Direito penal e racismo foram o tema da décima terceira reunião da comissão de juristas formada pela Câmara dos Deputados (8/4) para propor mudanças na legislação e tornar mais eficaz o combate as diversas formas de racismo que persistem no Brasil. Alguns dos principais estudiosos de tema, e também magistrados que convivem com a questão no cotidiano, foram chamados a colaborar.
O desembargador do Tribunal de Justiça da Bahia Lidivaldo Brito chamou atenção para as brechas na legislação que possibilitam a impunidade, como, por exemplo, o fato da injúria racial não ser equiparada ao crime de racismo, entendimento que está sendo questionado no Supremo Tribunal Federal, e que, ele acredita, vai equiparar os dois crimes. Mas a principal reclamação do magistrado é o fato de que muitas penas mínimas previstas para os crimes raciais serem de apenas 1 ano de detenção, o que, pela lei atual, permite que os casos sequer sejam julgados. Ele sugere um aumento da pena mínima para 2 anos, como foi feito recentemente na lei de proteção aos animais, que também gerava altas taxas de impunidade.
“Depois da mudança na lei de proteção dos animais, acho que vamos ter que mudar, porque a pena para esse crime é maior do que um a para um delito de discriminação racial. Eu não sou punitivista. Mas, pelo menos, o autor tem que responder a um processo. Hoje ele não vai ser nem interrogado. A vítima não vai ser ouvida.”
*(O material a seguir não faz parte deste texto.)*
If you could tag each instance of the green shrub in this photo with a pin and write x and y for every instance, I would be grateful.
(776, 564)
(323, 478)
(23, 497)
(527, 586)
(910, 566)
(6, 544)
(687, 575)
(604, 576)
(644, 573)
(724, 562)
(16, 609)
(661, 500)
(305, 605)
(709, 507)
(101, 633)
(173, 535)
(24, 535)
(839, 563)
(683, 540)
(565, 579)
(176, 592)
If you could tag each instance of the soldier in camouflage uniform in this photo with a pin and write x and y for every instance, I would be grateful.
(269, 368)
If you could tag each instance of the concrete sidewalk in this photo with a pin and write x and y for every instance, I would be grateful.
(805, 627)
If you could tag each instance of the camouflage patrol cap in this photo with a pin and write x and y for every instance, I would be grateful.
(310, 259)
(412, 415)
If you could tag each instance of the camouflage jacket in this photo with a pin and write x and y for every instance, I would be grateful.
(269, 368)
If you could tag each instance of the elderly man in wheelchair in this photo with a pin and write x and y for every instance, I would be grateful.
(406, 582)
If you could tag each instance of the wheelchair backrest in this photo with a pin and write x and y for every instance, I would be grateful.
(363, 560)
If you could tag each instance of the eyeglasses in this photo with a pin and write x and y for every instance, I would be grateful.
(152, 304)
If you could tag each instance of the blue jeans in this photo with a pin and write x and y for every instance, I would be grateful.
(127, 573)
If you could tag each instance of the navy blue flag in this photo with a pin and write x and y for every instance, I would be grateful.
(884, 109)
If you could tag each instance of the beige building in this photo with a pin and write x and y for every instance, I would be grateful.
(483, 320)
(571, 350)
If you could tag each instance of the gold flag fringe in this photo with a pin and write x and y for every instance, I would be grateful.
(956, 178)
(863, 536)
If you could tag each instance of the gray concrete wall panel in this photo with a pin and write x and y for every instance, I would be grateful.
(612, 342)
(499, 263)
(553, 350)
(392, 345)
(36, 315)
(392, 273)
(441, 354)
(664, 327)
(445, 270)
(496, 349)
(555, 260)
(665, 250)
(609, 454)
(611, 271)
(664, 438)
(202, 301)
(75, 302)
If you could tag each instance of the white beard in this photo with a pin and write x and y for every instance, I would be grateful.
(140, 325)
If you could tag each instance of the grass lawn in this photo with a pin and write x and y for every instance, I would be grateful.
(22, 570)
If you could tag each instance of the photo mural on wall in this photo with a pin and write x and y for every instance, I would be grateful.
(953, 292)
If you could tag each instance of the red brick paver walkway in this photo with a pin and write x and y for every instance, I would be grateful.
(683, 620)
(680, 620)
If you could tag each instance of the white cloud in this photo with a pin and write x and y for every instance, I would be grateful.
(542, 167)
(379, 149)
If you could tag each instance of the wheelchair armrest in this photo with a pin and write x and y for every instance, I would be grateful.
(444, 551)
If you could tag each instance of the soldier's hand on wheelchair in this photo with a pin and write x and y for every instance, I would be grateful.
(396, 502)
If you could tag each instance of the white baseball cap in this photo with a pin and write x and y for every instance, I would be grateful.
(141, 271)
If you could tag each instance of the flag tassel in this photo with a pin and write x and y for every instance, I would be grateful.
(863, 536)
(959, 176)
O tema também foi tratado pelo advogado, escritor e professor de Direito Penal Luciano Góes, que foi mais contundente na sua crítica:
“A injúria racial deve ser excluída do Código Penal. A inclusão dos xingamentos racistas foi uma manobra da branquitude, para retirar a etiqueta de racismo. ”
Além do aprimoramento da legislação de combate ao racismo, outro tema ligado ao Direito Penal muito questionado foi o hiperencarceramento da população negra, que responde mais de dois terços do sistema penitenciário, exemplo claro de racismo estrutural que tem nas polícias seu mecanismo principal, segundo o Juiz de Execuções Penais do Amazonas Luiz Carlos Valois, que pesquisa o tema:
“Enquanto nós tivermos jurisprudência permitindo condenação apenas com base na palavra da polícia não vai resolver. É o policial que escolhe quem é traficante. Essa pessoa não vai ter defesa. ”
E a principal justificativa para o encarceramento de negros em massa é a guerra às drogas, inútil nas palavras do doutor em Direito Penal e professor da Universidade de São Paulo Maurício Dieter:
“No Brasil, a definição de alguém como traficante autoriza tortura, morte, prisão, com a leniência do MP e do Judiciário. ”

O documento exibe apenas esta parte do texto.